Ive tried using shared memory as a source of extra register…

Assigning a “private” block of shared memory to every thread in a block and using it as an extension of register space.

Something like :

__shared__ float shValues[DIMBLOCK*4];

would hold 4 variables in shared memory instead of registers.

With no syncthreads whatsoever so it wouldnt slow me down.

I figure i could run into some bank conflicts, but itd still be faster than only running one block per MP

But when i try to do that, the register usage actually goes up.

Does anybody know why?

–edit

Some more volatile fun.

If instead of accessing a shared register with

shValues[threadidx.x+2*DIMBLOCK]

I use

volatile int two = 2;

shValues[threadIdx.x+two*DIMBLOCK]

then the register usage doesnt go up, or down. Its the same as if i had used a register.

So the “2” was stored in a register for the whole execution while the “two” is stored in some constant (hence the …volatile?!?) segment somewhere…
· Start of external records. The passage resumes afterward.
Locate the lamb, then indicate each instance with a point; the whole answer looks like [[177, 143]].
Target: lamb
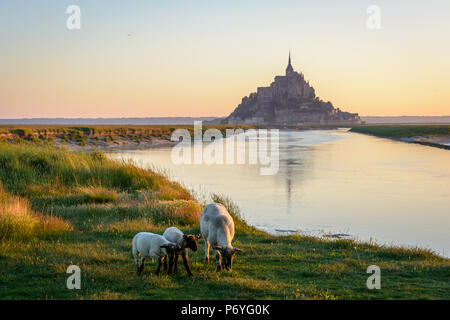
[[146, 244], [217, 228], [184, 242]]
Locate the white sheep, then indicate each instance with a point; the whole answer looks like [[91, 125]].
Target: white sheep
[[217, 228], [146, 244], [184, 241]]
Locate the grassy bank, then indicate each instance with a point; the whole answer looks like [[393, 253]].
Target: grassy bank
[[101, 136], [95, 206]]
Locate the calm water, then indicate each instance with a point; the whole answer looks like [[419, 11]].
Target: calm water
[[333, 182]]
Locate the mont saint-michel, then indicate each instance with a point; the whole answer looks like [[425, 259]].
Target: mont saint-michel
[[289, 100]]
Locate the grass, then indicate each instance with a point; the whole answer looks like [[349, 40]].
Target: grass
[[104, 203], [403, 131], [18, 221]]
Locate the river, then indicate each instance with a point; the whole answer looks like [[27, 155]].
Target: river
[[333, 182]]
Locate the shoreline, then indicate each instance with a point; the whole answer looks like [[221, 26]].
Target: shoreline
[[437, 136]]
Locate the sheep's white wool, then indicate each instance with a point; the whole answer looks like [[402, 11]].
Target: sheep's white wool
[[217, 227], [149, 245]]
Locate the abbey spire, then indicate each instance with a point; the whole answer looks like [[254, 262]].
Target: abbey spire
[[289, 68]]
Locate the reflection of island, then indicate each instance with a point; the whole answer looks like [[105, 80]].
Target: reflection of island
[[289, 100], [292, 161]]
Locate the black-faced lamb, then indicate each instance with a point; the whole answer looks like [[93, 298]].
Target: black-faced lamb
[[146, 244], [184, 241]]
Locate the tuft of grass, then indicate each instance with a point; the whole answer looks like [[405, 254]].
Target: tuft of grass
[[19, 221]]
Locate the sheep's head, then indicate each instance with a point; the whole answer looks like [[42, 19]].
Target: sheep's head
[[190, 241], [227, 254]]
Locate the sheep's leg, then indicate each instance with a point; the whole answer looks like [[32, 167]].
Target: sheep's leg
[[165, 262], [158, 268], [186, 263], [142, 265], [219, 263], [206, 251], [136, 264], [170, 264], [177, 256]]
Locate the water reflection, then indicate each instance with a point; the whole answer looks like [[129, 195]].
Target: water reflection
[[335, 182]]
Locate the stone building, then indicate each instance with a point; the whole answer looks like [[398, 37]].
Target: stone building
[[289, 100]]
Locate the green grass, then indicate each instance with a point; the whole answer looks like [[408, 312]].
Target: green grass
[[106, 203], [403, 131]]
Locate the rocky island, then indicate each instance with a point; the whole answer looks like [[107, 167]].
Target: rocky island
[[289, 100]]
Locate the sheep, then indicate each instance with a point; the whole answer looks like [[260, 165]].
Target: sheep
[[184, 242], [217, 228], [146, 244]]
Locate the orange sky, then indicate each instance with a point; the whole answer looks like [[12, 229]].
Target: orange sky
[[149, 60]]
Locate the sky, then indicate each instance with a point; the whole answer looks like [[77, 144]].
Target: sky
[[199, 58]]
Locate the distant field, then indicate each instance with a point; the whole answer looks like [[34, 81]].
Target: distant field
[[59, 208], [101, 135], [403, 131]]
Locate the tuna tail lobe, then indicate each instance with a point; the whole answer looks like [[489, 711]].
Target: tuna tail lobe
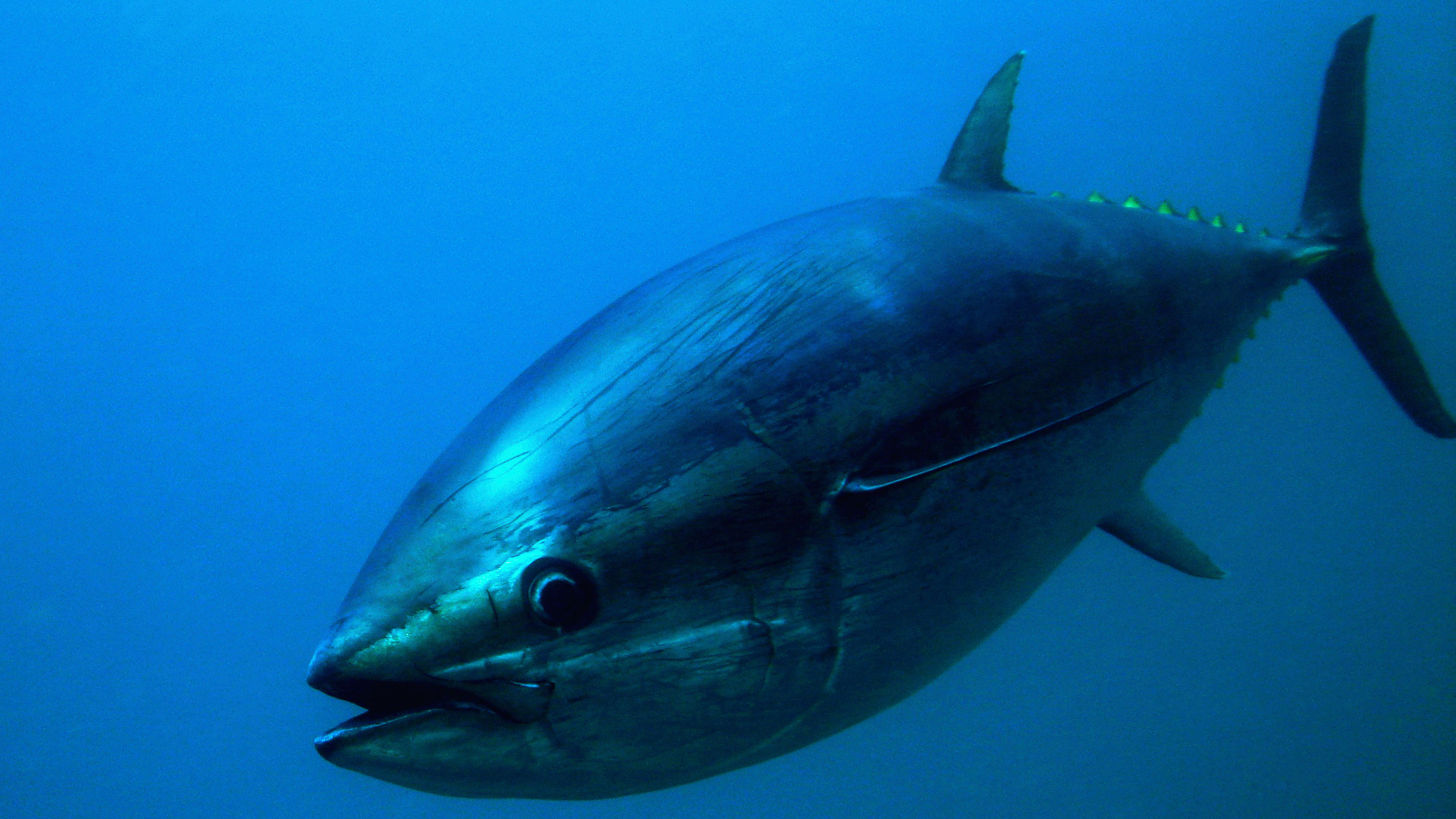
[[1331, 214]]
Which brings us back to… what the hell does volatile do?

–edit2

Some more register allocation fun!

volatile float alphamin = 0;

imin=ceilf((x1+alphamin*(x2-x1)-bx)/dx);

repeat for y and z and for x1<x2 and x2<x1…

This way i get 27 registers

stupid way to do things right? alphamin is 0, just skip the whole calculation right?

wrong, it seems.

if i do

imin=ceilf((x1-bx)/dx);

then i hike to 30 registers…

volatile on a local variable does not make much sense, better make your shared memory array volatile.
Also unless you are using marregcount and/or the compiler uses lmem already, optimizing away one register might just mean the compiler will optmize some other code even more by using additional registers.

From my experience the only way to force the kernel to better use registers is to explicitly reuse the variables.
Produces very inconvenient code, however, it works.